Sunday, January 6, 2008

The Story Behind Harry's War

Harry Baxter was an ordinary man who lived through extraordinary times. He joined the Army in 1914, aged eighteen becoming a Sergeant in the Lincolnshire Regiment. He ended the war as an adjutant in the Royal Engineers and received the Military Medal. With the war over he returned home to Grimsby and, during the inter war years, he established a successful fish merchant business. He represented Lincolnshire at hockey and married Pearl in 1933.

At the outbreak of World War II Harry Baxter’s pride, patriotic spirit and sense of duty led him to volunteer for military service. He was too old for combat operations, but was appointed Adjutant of 219 Squadron at RAF Catterick.

His discipline, efficiency and hard work were soon evident and during the course of the war he received several promotions, culminating with him being made Commanding Officer of RAF West Malling in 1945. Remarkably he kept a diary throughout the war, and its even more remarkable that it has survived that provides an intimate record of Harry’s War - both professionally and personally.

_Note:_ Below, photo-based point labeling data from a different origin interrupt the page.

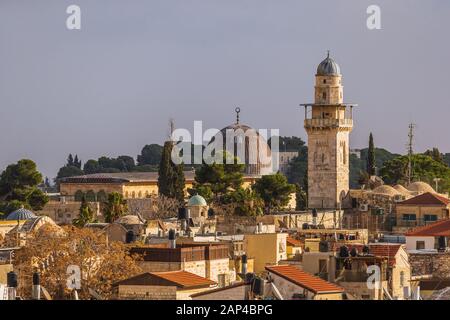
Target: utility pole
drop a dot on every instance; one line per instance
(410, 150)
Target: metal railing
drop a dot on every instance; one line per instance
(323, 122)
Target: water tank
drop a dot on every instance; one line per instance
(249, 277)
(366, 250)
(442, 242)
(181, 213)
(343, 252)
(323, 246)
(258, 286)
(11, 279)
(36, 279)
(130, 237)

Much of the war was relatively routine for Harry; his role was to keep things running back at base while the young men in his squadron were away ‘having fun’ as he puts it. Harry’s diary reveals a perfectionist, a patriot, and a disciplinarian. Highs and lows in his sometimes stormy marriage are recorded, the arrival of his daughter, periods of separation and moments of despair. Results of hockey matches and the bag size from a day’s shooting are noted with equal weight to Germany surrendering. Seemingly endless socialising and drinking reveal how crucial such outlets were to maintaining morale.

The diary introduces an utterly unflappable character who experienced bombs falling just yards from where he stood, an office reduced to rubble and a friend shot dead beside him in his car, while much of his time was filled with the daily grind; it was people like Harry who won the war.

His diary is a unique insight into the realities of life during World War II as well as a fascinating portrait of one man’s character and war.